The academic year starts in April and graduation ceremonies and opening ceremonies are impotant milestones here. Most graduation ceremonies were cancelled and many pupils didn't finish the syllabus for the year so they're in limbo. The TV showed one headteacher taking the certificates to each pupil and doing a little presentation ceremony at home. I was impressed by the way the children (12 or 13 years old) responded. They sounded very grown up. Like the rest of us they must have learnt a lot in the past three weeks.
I'm going to tell you a true story that was told to me by my sister-in-law last weekend. It's not my usual style and I hope you don't find it mawkish.
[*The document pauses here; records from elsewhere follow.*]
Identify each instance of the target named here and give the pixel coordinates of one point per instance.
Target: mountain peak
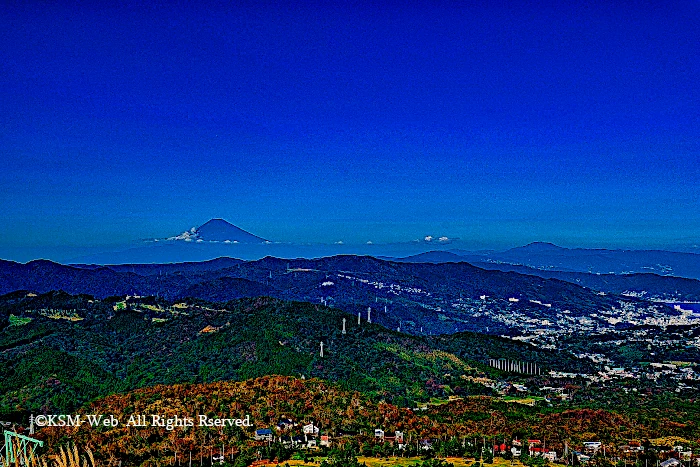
(218, 230)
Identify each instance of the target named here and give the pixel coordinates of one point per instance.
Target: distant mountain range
(597, 261)
(417, 297)
(218, 230)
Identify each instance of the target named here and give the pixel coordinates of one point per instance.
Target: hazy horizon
(498, 125)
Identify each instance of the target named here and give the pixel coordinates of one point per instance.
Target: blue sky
(576, 124)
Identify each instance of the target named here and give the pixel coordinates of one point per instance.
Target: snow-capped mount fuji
(218, 230)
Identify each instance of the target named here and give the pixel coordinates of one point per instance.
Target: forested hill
(61, 350)
(419, 298)
(335, 411)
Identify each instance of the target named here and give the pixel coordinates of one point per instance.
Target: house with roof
(263, 434)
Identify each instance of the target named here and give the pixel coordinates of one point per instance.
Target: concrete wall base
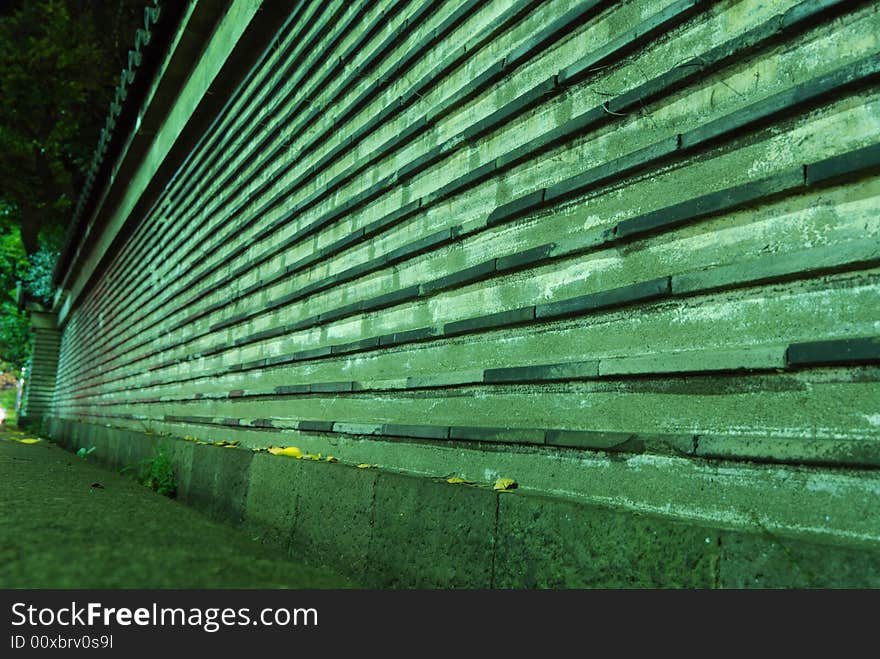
(393, 530)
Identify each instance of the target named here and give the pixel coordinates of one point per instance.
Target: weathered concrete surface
(391, 530)
(643, 215)
(60, 530)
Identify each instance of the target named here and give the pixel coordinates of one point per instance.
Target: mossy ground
(61, 530)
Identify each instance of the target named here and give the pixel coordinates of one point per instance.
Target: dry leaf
(503, 484)
(289, 451)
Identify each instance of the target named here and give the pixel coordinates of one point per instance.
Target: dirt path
(68, 523)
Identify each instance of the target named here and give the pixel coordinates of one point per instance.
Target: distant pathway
(66, 522)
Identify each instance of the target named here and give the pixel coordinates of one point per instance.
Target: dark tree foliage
(60, 61)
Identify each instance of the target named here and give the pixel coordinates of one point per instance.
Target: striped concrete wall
(624, 252)
(39, 386)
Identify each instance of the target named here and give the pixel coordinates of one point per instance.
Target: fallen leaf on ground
(289, 451)
(503, 484)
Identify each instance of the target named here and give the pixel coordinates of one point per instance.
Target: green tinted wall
(623, 252)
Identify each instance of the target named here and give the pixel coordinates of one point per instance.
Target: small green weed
(157, 473)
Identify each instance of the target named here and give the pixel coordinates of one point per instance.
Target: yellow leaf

She told me that in the Niigata earthquake four or five years ago a young mother ran out of her apartment block carrying a young child who she bent over to protect. Then an elderly couple ran out of the same block and put their arms around and over the mother and child to protect them, another layer of safety. My sister-in-law, who is 78, said that she had heard this story before but here in this disaster for the first time she really understood the feelings of the old couple. (She added impishly that when people get older - her own mother is 99 - they can get selfish!)
An old lady round here is still eating the vegetables she grows in defiance of the government ban. As she says, in the local accent, she'll be dead (shinderu bai) before she gets ill. I know what she means. I've spent a lifetime travelling between Japan and Europe so must have had more than my share of radiation. It's the young who are so vulnerable to radiation that we need to protect.
Politicians talk blithely of doing things for our children and grandchildren, platitudes that fall easily off the lips. But a disaster sharpens the senses, focuses the mind and allows no arbitrary thinking. The French, the Americans are here to help us. Please get that reactor under control and make our children safe.